The story of the Palace Demesne
When Richard Robinson became Archbishop of Armagh in 1765, the primate's main residence sat in Drogheda. Robinson set out to make Armagh a fitting capital for his office, and from 1770 he built a Neo-Classical palace on 300 acres of parkland just south of the city. Thomas Cooley designed the original two-storey house; Francis Johnston added a further floor in the 1820s.
Robinson laid out the whole estate around the palace: a walled garden and garden house, an ice house, a primatial chapel, and a stable block with coach yard. In 1782-83 he raised a 113-foot obelisk on Knox's hill, commissioned during economic hardship to provide local employment. The stables and coach yard are the buildings restored today as the Palace Stables Heritage Centre.
The grounds also hold far older remains.
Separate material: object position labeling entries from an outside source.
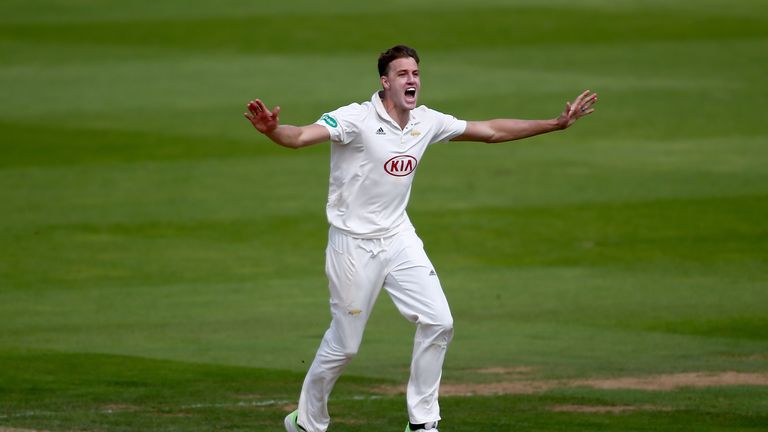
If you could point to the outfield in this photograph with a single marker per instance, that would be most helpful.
(161, 263)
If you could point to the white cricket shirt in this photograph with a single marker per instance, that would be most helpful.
(373, 163)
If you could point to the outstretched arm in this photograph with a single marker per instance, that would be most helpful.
(268, 123)
(501, 130)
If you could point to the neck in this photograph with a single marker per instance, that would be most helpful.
(400, 116)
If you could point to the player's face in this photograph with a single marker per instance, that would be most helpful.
(402, 84)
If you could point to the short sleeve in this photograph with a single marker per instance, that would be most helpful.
(447, 126)
(344, 123)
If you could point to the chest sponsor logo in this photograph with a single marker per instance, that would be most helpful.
(400, 166)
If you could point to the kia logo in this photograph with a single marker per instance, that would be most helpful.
(400, 166)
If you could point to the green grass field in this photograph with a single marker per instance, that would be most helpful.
(161, 263)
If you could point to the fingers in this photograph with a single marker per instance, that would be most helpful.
(582, 105)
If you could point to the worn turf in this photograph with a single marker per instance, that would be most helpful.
(161, 264)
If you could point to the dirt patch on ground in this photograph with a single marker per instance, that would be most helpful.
(605, 409)
(666, 382)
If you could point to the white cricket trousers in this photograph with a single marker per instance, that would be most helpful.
(357, 269)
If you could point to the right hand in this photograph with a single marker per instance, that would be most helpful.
(261, 118)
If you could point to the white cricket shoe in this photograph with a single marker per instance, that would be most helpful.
(291, 423)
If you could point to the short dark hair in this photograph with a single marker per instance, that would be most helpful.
(394, 53)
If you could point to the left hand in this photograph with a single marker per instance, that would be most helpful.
(580, 107)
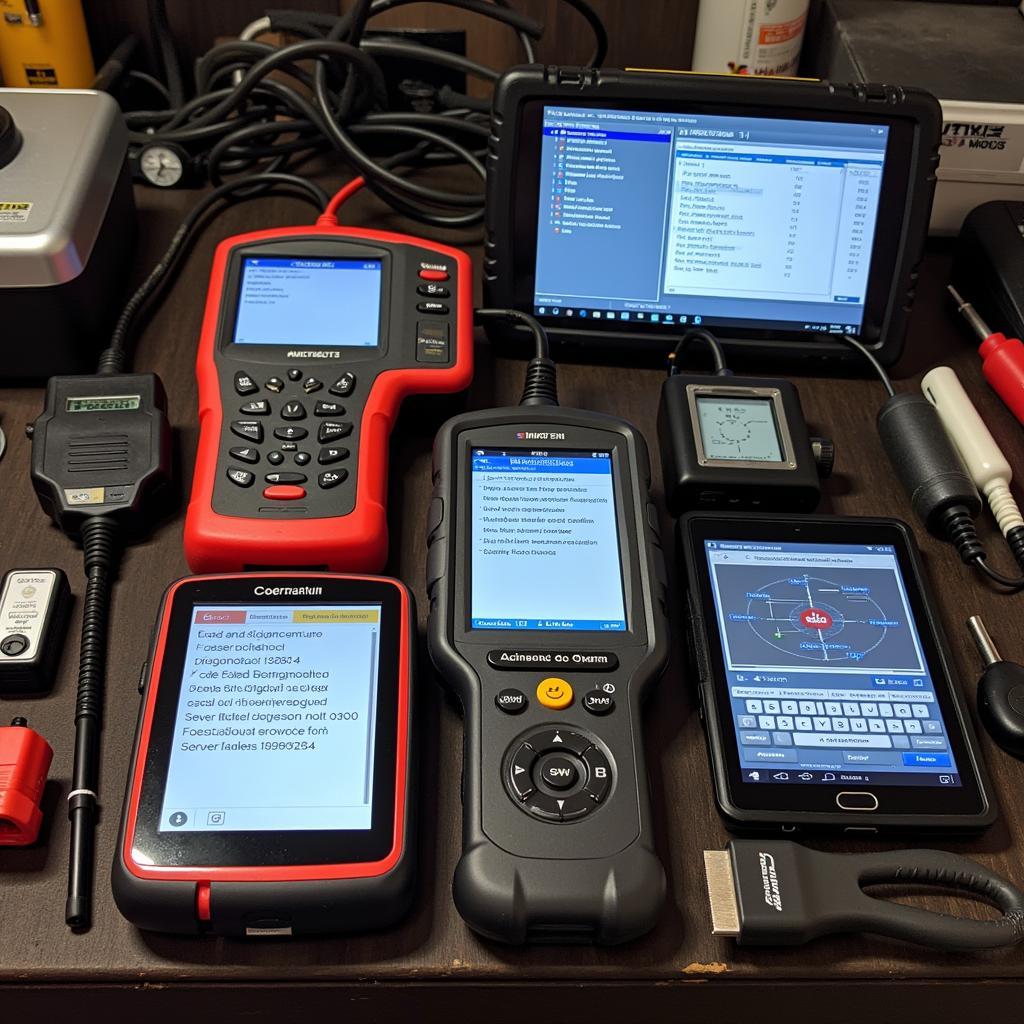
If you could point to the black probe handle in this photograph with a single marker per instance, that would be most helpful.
(822, 894)
(82, 812)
The ruins of a Franciscan Friary stand within the demesne, along with a holy well dedicated to St Brigid, marking a religious presence on the site long before Robinson's Georgian estate took shape.
Church of Ireland Archbishops lived in the palace from 1770 until 1975. The building then served Armagh City and District Council, and since April 2015 has housed the office of the Lord Mayor of Armagh, Banbridge and Craigavon Borough, with the demesne kept open to the public as parkland.